Nexstar has voiced support for the vote in a statement, “The FCC’s decision to review the national television ownership cap is a welcome and long-overdue step toward bringing broadcast regulation into the modern media marketplace. These rules were last updated before Netflix streamed a single movie, before the first iPhone, and before Instagram existed, and they continue to single out local broadcasters based on a competitive landscape that disappeared with the VCR. No one would suggest limiting the reach of YouTube, Amazon, or CNN, yet local broadcasters are still forced to compete under rules written for a different century,” per Variety.
Prior to Disney’s suspension of Jimmy Kimmel, Nextstar was one of the companies that said they would not air Jimmy Kimmel Live! after he made comments about the alleged shooter of Charlie Kirk. Sinclair also joined the action. According to mxdwn, Carr also made comments about reviewing broadcast licenses after Kimmel’s comments. Disney lifted the suspension after fans threatened to boycott the streamer due to concerns over free speech. Nexstar and Sinclair would follow suit.
The move to remove the cap has been divisive. According to Variety, the National Association of Broadcasters, a trade group that represents TV stations’ interests, said it, “applauds Chairman Carr and the FCC for moving forward with consideration of an order to eliminate the national television ownership cap. This reflects the understanding that decades-old ownership restrictions that apply only to broadcasters — and none of our competitors — are out of step with today’s media marketplace. The move, the organization said, “will empower local stations, ensuring they can better compete, invest and serve their communities with the most trusted and freely available news and information, premier sports and entertainment,” per Variety.
Democratic FCC member Anna M. Gomez has voiced her opposition to removing the cap. “This unlawful effort to hand control of the public airwaves to billionaire buddies of this administration will destroy local newsrooms, silence community reporting, and drive up costs for the American families who depend on local stations for news and emergency alerts. Congress set the 39 percent national ownership cap in federal law, and only Congress has the authority to raise or eliminate it. The Commission cannot waive away that limit simply because these corporate behemoths want to get out from under it,” she said via Variety.
DirecTV’s chief legal officer, Michael Hartman, believes that the move would likely harm consumers and would affect both prices and the quality of journalism. “There is no doubt that the media landscape is changing rapidly. But the evidence shows that broadcaster consolidation leads to higher prices for consumers. On the other hand, there is simply no evidence that greater national consolidation improves the quality of local programming or journalism.
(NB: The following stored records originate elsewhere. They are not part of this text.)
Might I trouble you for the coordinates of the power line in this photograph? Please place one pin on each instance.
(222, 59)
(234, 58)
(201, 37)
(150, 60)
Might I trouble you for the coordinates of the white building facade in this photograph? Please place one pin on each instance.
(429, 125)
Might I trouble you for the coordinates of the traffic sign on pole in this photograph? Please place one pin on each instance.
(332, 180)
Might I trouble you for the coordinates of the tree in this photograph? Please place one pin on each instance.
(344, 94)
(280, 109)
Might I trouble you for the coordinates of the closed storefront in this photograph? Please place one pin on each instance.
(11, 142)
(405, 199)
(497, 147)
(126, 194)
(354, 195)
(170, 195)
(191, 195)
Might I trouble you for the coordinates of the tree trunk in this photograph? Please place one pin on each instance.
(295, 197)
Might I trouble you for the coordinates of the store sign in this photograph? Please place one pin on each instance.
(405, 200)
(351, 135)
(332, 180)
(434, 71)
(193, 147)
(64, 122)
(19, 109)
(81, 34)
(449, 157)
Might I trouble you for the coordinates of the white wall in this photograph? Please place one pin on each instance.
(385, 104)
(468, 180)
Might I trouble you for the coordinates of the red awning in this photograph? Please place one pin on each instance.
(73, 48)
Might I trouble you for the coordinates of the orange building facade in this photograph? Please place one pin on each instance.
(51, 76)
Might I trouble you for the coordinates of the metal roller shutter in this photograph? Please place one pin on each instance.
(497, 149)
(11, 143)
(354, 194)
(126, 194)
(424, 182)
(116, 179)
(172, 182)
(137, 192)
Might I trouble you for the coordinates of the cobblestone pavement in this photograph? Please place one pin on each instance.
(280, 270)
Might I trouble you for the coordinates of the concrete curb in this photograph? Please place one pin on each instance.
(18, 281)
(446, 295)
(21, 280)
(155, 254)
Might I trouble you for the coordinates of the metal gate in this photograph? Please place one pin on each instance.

Broadcasting has always been grounded in serving local communities, and consumers deserve more investment in local news and diverse voices, not less,” he said, according to Variety.
The FCC stated that removing the cap does not release mergers from scrutiny. “There may be transactions that would have exceeded the limits of the 39% national cap that do not promote the public interest and those will be denied,” the regulator said Wednesday. “On the other hand, there may be transactions that would have exceeded the cap that do promote the public interest and could gain Commission approval,” per Variety.